One potential I’d love to see explored is giving students greater agency over their learning and connecting them to real and authentic learning experiences and communities. For example, instead of assessment continuing to be controlled by teachers (even if outsourced to AI platforms) , I wonder how AI might help us transform even codified curriculum (e.g. Australian Curriculum) into something that students and teachers can draw on to make real choices about what and how they will learn. This could provide the basis for promoting lifelong learning skills while avoiding the crowded curriculum. Does every student really need to know about isotopes?

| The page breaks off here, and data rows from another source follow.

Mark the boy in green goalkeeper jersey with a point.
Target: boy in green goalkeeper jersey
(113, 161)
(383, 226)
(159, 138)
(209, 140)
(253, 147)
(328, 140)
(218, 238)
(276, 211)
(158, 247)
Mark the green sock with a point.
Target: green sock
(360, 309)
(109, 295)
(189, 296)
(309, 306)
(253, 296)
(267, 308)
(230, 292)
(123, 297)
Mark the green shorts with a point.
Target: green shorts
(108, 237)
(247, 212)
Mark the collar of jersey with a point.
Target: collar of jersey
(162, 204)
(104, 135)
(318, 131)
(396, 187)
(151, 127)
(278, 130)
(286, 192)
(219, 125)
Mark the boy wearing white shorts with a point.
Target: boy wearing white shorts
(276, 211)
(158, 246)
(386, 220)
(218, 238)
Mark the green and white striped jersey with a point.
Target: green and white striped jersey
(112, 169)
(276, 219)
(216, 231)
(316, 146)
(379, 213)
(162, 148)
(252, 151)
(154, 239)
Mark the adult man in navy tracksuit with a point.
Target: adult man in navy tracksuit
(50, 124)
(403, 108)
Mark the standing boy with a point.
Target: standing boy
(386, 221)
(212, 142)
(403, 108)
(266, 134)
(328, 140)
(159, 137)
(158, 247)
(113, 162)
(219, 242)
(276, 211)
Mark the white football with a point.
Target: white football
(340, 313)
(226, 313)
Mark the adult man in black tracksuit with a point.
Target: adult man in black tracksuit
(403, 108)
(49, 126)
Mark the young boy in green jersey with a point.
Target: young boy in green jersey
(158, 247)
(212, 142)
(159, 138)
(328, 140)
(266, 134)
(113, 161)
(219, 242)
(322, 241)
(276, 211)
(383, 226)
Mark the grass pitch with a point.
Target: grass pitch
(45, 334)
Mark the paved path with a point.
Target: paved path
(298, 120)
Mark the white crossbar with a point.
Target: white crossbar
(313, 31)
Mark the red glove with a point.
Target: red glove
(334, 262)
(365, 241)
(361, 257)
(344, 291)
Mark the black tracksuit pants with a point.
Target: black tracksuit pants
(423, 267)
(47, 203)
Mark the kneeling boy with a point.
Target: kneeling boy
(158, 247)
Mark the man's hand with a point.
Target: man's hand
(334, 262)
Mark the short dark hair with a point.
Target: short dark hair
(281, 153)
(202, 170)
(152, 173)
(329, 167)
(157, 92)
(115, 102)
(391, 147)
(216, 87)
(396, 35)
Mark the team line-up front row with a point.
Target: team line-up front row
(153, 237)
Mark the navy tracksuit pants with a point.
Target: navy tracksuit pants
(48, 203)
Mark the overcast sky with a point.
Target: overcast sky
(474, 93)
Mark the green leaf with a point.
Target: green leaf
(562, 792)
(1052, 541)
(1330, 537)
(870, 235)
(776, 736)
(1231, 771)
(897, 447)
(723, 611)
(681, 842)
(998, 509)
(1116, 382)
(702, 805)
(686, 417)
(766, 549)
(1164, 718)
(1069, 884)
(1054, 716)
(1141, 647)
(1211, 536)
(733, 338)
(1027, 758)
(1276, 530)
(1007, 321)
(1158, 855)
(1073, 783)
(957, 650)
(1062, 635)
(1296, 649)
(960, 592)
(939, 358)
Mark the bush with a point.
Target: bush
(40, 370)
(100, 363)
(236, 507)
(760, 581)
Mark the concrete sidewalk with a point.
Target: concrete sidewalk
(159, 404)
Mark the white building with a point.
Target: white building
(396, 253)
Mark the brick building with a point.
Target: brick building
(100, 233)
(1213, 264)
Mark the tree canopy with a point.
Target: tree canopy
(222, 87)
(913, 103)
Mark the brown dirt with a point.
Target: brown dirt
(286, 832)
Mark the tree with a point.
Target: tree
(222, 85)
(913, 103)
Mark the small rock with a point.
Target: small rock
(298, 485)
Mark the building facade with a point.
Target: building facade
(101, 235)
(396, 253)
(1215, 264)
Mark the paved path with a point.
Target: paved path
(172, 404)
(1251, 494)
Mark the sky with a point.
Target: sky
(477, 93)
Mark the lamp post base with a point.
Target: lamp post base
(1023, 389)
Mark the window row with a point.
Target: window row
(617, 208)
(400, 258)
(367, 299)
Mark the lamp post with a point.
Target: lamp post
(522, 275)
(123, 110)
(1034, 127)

Or could teachers and students use AI to monitor learning progress against curriculum goals using evidence from real world demonstrations of learning in the context of genuinely connected and authentic learning experiences? Perhaps the complexity of aligning the individual learning journeys with codified curriculum goals, need no longer be a barrier to making learning connected for every student.

Changes in Singapore–learning through life, not just exams

Connected learning, according to Wikipedia, is “..a type of learning that integrates personal interest, peer relationships, and achievement in academic, civic, or career-relevant areas…” This definition brings to mind the recent changes announced by the Singapore Ministry of Education (MOE) aimed at promoting learning that is connected to students interests, abilities and aspirations, moving away from the comparitive and competitive model that many argue has pushed the country consistently to the top of the international education rankings for a number of years.

The changes have been driven as much by industry as any other group in Singaporean society, as they realise the need to equip school graduates with the “…the creativity and people skills needed to thrive in a volatile, uncertain future”.